The Boy turned up again on Monday, in a taxi this time, and earlier in the morning than he had before, so early that I was only half awake on my first cup of coffee. But after a brief disappearance into the house, he came back outside and perched on the steps, just at the edge of my windows' view, and made a couple of calls on a slim little smartphone, texting or typing notes in between calls. Dressed in a pair of battered Dickies overalls over a faded browny-gray thermal tee and venerable work boots, like the world's prettiest machinist or farmer, his hair up in its adorable bun, he looked like he was setting out to do some manual labor, heavy lifting or painting or installing things, that I dearly wished I could watch.
I got my camera and set up a shot, waiting for him to turn his head more in my direction so I could get the wonder of his face in three-quarter profile, everyone's best angle; but he didn't look around him, he watched the ground at his feet, presenting the delicious line of his neck and the dramatic angles of his cheekbones and jaw, but it was just not enough.

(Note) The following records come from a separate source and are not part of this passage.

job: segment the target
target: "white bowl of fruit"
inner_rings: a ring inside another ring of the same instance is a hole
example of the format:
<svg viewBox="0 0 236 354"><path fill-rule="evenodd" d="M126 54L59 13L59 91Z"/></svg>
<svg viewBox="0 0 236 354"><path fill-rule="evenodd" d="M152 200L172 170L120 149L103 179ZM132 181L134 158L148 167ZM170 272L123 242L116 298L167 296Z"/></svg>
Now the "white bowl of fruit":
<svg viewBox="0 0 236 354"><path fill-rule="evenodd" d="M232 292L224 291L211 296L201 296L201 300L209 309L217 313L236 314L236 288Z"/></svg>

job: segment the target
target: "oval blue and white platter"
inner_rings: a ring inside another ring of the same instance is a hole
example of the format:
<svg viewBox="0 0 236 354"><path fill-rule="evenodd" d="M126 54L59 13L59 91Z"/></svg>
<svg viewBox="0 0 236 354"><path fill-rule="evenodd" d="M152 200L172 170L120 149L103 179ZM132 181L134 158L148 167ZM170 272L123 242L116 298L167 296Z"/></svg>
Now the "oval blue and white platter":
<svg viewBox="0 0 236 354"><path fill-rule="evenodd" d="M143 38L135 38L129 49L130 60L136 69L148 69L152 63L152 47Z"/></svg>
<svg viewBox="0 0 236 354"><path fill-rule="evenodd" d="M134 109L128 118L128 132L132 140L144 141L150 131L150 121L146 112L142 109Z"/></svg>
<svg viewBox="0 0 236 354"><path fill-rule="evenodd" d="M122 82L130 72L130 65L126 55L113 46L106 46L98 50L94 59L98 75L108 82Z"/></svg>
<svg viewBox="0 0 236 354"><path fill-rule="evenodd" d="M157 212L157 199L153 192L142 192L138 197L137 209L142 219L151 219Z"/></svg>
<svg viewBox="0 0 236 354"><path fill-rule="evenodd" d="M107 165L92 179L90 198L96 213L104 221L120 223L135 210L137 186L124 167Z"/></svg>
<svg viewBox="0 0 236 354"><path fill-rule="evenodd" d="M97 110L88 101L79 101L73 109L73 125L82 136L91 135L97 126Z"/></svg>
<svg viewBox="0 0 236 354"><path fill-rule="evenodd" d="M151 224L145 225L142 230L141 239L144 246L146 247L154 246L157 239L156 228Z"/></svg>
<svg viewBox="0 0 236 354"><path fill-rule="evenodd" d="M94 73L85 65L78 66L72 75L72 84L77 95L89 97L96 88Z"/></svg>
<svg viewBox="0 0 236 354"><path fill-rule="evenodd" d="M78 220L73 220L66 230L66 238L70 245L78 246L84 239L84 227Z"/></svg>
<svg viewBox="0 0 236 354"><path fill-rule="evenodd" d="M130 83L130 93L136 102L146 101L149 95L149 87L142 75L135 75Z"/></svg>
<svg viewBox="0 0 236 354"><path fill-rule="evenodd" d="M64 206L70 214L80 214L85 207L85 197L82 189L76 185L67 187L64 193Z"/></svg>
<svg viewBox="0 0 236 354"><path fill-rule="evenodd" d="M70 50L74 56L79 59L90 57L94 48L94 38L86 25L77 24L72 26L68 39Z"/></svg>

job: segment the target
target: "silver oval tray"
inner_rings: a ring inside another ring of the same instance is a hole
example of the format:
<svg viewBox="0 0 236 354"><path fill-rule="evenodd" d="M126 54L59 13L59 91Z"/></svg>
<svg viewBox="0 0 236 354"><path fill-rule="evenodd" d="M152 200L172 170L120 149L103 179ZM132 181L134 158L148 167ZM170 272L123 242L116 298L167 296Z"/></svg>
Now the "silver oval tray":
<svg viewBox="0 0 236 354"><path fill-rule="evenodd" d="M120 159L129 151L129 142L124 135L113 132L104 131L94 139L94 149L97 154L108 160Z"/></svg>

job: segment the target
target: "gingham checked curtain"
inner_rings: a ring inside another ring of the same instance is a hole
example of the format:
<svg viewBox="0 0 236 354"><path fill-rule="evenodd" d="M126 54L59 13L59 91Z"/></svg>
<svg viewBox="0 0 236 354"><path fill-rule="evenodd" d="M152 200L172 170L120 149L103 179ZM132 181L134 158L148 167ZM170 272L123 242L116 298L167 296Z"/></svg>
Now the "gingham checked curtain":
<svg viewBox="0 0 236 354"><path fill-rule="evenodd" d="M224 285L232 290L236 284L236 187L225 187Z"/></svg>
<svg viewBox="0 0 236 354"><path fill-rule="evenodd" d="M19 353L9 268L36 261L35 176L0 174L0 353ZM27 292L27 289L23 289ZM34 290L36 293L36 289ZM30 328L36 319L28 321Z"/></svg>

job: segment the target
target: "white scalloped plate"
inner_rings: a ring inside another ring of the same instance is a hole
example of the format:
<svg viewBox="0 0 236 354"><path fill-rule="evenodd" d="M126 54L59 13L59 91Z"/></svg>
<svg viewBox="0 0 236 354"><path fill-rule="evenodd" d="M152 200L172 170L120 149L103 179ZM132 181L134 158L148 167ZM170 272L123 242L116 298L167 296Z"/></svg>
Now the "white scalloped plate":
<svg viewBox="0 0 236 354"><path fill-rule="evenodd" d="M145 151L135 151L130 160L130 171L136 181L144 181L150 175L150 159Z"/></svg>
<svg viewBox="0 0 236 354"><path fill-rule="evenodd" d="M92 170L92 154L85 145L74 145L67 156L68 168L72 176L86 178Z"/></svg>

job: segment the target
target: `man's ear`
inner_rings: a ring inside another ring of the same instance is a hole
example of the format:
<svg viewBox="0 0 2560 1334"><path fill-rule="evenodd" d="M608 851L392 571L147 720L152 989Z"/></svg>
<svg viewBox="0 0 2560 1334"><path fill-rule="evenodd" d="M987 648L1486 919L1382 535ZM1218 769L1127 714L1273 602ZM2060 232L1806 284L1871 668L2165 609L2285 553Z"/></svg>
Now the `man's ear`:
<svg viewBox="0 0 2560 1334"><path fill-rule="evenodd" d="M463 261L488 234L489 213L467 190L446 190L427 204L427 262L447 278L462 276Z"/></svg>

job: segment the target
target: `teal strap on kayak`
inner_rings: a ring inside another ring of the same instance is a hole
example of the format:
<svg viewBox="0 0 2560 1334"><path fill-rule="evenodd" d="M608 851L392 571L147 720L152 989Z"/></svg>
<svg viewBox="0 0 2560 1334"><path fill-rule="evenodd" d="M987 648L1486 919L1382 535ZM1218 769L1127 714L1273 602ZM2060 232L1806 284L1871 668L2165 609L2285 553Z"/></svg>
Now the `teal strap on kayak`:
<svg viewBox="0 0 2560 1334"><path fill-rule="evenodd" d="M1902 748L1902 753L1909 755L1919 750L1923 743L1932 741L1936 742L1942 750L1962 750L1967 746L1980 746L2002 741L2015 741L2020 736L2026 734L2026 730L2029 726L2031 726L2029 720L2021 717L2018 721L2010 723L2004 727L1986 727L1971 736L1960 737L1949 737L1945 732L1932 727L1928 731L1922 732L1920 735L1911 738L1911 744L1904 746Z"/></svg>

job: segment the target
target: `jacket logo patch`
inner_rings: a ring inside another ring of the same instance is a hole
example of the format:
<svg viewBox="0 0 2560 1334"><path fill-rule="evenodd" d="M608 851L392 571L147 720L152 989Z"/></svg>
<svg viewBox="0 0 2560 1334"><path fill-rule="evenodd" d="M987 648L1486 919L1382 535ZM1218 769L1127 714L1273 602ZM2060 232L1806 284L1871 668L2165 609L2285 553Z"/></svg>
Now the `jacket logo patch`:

I took a couple of snaps of his lowered profile, enough to serve my needs as a desktop wallpaper for as long as this obsession lasted, but nothing I could share with my friends online to show them how beautiful he was.
Then I started feeling guilty for spying on him and taking pictures of him unawares, planning to share his likeness across the country without his permission or knowledge. Creeper with a capital C, and though it was astronomically unlikely he'd ever find out what I'd done, my sense of guilt is well-developed enough that I'd always feel like he had found out and hated me for it.
So I put the camera away — keeping the profile shots to remind me of him after he had finished his job and disappeared from my orbit forever — and just leaned my head on my hand and gazed at him over my coffee. I can't swear that I didn't heave a couple of wistful sighs while I was at it, and it's quite possible I ran my fingers over my lips imagining what it would be like to kiss him.